As I read the bio, I learned that Bogart had an incredible work ethic as an actor. He was (to quote Rod Steiger) “an artistic soldier,” a master craftsman from whom all artists and musicians could learn. I took some notes and called it “Seven Lessons from Bogie.”
Humphrey Bogart was far from perfect. They said he was a great friend and a worse enemy. Some say that, off-screen, he was mostly the disaffected hero Rick Blaine (from Casablanca) with a dash of the vitriolic Dixon Steele (from In a Lonely Place). Sometimes he needled people too much, but sometimes he did it because he thought they weren’t working at their full potential. There were two stories about everything he did.

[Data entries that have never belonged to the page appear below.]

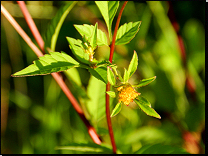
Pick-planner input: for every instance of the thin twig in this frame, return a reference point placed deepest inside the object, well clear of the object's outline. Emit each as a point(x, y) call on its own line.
point(108, 84)
point(32, 26)
point(56, 76)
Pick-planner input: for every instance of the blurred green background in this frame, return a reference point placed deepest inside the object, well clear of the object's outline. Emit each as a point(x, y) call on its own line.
point(36, 116)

Whatever people say about him, he was a focused, hard-working “regular guy.” As I read this biography about his career and how he “arrived,” I was impressed and inspired, and his work ethic as a creative person was informed by strikingly simple principals:
Seven Lessons From Bogie
1. Always be punctual. Show up prepared and ready to work. Respond to all phone calls and mail in a timely manner.
2. Do not behave with airs, except to have an air of humility and accessibility. Bogart hated phonies and snobs.

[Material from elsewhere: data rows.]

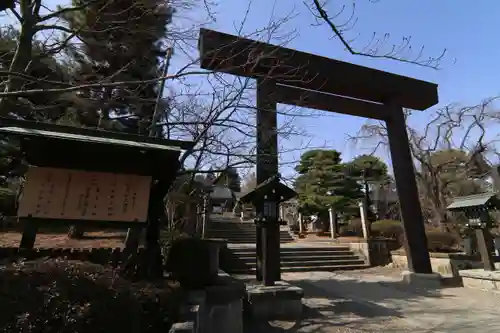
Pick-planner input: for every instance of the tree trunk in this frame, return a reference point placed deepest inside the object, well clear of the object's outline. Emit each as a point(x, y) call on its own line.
point(75, 231)
point(21, 59)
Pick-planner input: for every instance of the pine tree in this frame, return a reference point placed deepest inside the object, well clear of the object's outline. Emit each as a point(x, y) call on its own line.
point(122, 39)
point(324, 182)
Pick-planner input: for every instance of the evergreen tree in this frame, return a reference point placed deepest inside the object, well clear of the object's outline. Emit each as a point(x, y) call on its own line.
point(233, 179)
point(325, 182)
point(122, 40)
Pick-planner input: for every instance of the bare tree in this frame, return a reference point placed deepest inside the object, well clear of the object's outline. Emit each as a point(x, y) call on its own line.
point(342, 22)
point(449, 152)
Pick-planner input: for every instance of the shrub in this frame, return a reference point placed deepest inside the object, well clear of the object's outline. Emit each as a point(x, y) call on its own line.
point(440, 241)
point(189, 261)
point(387, 228)
point(354, 228)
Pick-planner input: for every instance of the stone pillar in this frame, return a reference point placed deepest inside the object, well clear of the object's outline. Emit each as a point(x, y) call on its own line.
point(411, 212)
point(364, 222)
point(333, 225)
point(268, 260)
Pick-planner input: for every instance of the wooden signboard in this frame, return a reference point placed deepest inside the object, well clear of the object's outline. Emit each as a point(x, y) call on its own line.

3. Be well-read. Be as informed as possible. Read as much as you can. You will always have something meaningful to say and, when you don’t, you’ll know it’s time to shut up and listen.
4. Be focused. Even though Bogart made it sound like he “happened into acting,” he wanted it when he was 14. He kept his focus on it despite studio slavery and third-rate treatment (getting roles only after Paul Muni and George Raft turned them down). He did not have his breakthrough hit (Casablanca) until he was 45 years old.

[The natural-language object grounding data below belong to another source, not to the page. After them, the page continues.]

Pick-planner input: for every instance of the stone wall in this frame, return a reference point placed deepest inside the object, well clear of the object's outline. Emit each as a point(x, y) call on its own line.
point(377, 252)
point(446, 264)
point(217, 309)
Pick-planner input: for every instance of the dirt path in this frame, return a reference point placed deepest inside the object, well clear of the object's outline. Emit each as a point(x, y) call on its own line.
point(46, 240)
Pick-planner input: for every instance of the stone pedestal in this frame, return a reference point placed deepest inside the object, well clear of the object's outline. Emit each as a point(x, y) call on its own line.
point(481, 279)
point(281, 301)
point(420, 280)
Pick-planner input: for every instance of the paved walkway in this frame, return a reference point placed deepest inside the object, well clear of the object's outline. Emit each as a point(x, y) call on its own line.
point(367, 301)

5. Take responsibility for your own shortcomings. Do not blame others — especially your parents. Bogart was the product of an upper class family that fell from grace. He was physically abused by house servants (the real source of his mouth scar), emotionally detached from drug-abusing parents, and he supported a sick mother and manic-depressive sisters. Yet no one ever heard him complain, and he thought it was unbecoming to rat on his parents.
6. Watch the backs of your colleagues and co-workers. Bogart was kind and instructive to people with whom he worked, even getting them work when no one would hire them, or defending them at the risk of his own career.
7. Work hard. When you’re bursting with talent but don’t know the way, taking on every assignment possible will refine you and show you the way.